This week a private United Nations meetings called the World Conference on International Telecommunications (or WCIT). will be held in Dubai that could significantly alter the future of the word wide web or internet. Is the future of "Internet freedom" really at stake here? Will it be the end of the "open internet"?
This could be true as Google and a member of the U.S. delegation warned.
"We want to maintain a platform of a free and open Internet as a platform for free expression," Patrick Ryan, an attorney at Google, said at a forum organized by Stanford Law School here yesterday afternoon. Google has organized a new campaign to draw attention to the summit, saying some governments "are trying to use a closed-door meeting in December to regulate the Internet."

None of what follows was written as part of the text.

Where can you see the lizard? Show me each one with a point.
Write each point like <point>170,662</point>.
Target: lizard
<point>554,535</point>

The conference is held by the U.N.-sponsored International Telecommunication Union's (ITU). The conference is seeking to update a 1988 document called the International Telecommunication Regulations Treaty(PDF). Some of the proposed changes could make it possible for governments to censor Internet content. Other proposals would even enable governments to shut down Internet access in their countries.
ITU officials have attempted to downplay criticism, saying that whatever is decided at the World Conference on International Telecommunications, or WCIT, is up to the member countries that are sending delegations to Dubai. Hamadoun I. Touré, the ITU's secretary general, wrote in an opinion article in Wired last month:
Governments are looking for more effective frameworks to combat fraud and other crimes. Some commentators have suggested such frameworks could also legitimize censorship. However, Member States already have the right, as stated in Article 34 of the Constitution of ITU, to block any private telecommunications that appear "dangerous to the security of the State or contrary to its laws, to public order or to decency."

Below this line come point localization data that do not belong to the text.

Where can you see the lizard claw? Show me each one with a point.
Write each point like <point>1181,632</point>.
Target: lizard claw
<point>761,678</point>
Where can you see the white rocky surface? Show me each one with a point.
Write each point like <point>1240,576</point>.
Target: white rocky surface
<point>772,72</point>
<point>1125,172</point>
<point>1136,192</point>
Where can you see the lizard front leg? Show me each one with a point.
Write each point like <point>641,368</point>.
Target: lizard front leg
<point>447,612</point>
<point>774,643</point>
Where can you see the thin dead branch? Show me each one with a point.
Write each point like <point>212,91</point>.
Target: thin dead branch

He also said that fears on a new treaty that would allow countries to tax Internet content providers and give the ITU and its member nations the power to control Internet addresses are unfounded.
On the other hand a Wikileaks-like site, WCITLeaks.org, has been posting some of the confidential proposals from various countries, but it only has acquired a small fraction of the total, and the ITU has refused to release the rest.
Having an official mandate to let ITU members control how Internet access points are assigned and monitored would make the whole internet easier to manage and censor.
The other big issue is a proposal that started with a group of European telecom operators, to charge Internet content providers fees or taxes when they serve Web content to users inside various countries.
The concept is called "sender party pays" and was floated out by the European Telecommunications Network Operators' Association (ETNO) this summer which is strongly opposed by companies like Google, Facebook, and Netflix.
There also are questions about a conflict between the passage of an "Internet tax" and international laws already on the books at the World Trade Organization, and if the ITU even has standing to control the Internet, since it was designed to monitor telephone, television, and radio networks.
The bottom line is that the WCIT meeting will shine more light on the Internet as a global phenomenon; the United States' key role in running the Internet; and the concept of freedom of speech as a global idea.